A young Katie Taylor devoured any coverage that came Gogarty’s way as her career progressed – if this woman from up the road can do it, why can’t I?
That’s why Gogarty still treasures a letter from the 10-year-old Taylor.
It arrived in the months after her historic 1996 showdown with Christy Martin on the undercard of Mike Tyson-Frank Bruno II in Las Vegas, while Taylor – along with father Peter – would later visit Gogarty on a return trip to Ireland.
Quiet and shy, just like her hero, Taylor would tuck her ponytail under a headguard and pretend to be a boy so she could trade leather in Bray. Yet, with acceptance still so far off in both the amateur and professional worlds, the shared sense of despair was clear when she put pen to paper.
“I am fed up not being able to get fights, especially when I see the lads that I spar winning championships,” she wrote.

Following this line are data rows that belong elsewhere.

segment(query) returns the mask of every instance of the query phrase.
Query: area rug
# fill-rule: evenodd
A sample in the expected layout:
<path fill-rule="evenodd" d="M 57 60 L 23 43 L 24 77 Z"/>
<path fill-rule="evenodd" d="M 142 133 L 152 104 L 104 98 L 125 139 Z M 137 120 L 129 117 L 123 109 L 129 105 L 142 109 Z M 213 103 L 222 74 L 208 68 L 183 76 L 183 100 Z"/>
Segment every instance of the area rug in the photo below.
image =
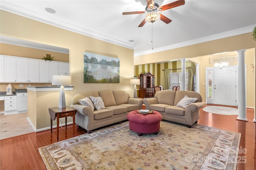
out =
<path fill-rule="evenodd" d="M 161 121 L 138 136 L 128 122 L 39 149 L 48 170 L 235 170 L 240 134 Z"/>
<path fill-rule="evenodd" d="M 205 111 L 225 115 L 237 115 L 238 109 L 234 107 L 223 106 L 206 106 L 203 109 Z"/>

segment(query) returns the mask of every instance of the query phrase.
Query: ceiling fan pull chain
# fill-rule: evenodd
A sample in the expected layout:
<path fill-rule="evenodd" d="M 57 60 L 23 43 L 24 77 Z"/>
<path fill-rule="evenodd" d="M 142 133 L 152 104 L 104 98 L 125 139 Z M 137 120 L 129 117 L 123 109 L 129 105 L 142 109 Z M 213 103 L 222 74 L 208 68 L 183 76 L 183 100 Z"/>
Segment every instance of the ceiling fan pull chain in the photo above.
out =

“I can’t see boxing for girls taking off over here in the near future. I can see why you had to go away to get fights. Hopefully things will change over the next few years… maybe one day they’ll even let us box in the Olympics.”
Five years after sending that letter, Taylor's persistence paid off as she ducked between the ropes at the National Stadium to face Belfast’s Alanna Audley in the first sanctioned women’s fight in Ireland. Her brilliance thereafter ensured the men in suits at the very top of the game could no longer turn a blind eye.
Eventually, with Taylor’s status key, women were allowed to box at the Olympics – and when they did so for the first time at London 2012, she was the star.
Ten years down the track, and now 35 years old, Taylor is still there, front and centre, kicking down walls and dragging the sport along with her.
Yet the sense of gratitude to those who sailed choppy seas before has always been there - sympathy for the struggle even as she holds history in her hands once again.
“I’m also very grateful for the women that went before me – the likes of Christy Martin and Deirdre Gogarty, Lucia Rijker, Laila Ali who were pioneers in their sport,” she told reporters earlier this week.
“I don’t think I’d be in the position I’m in today if it wasn’t for all those girls.”
For keeping up the fight and continuing to make their voices heard, even in a world unprepared to listen, their contribution should never be forgotten.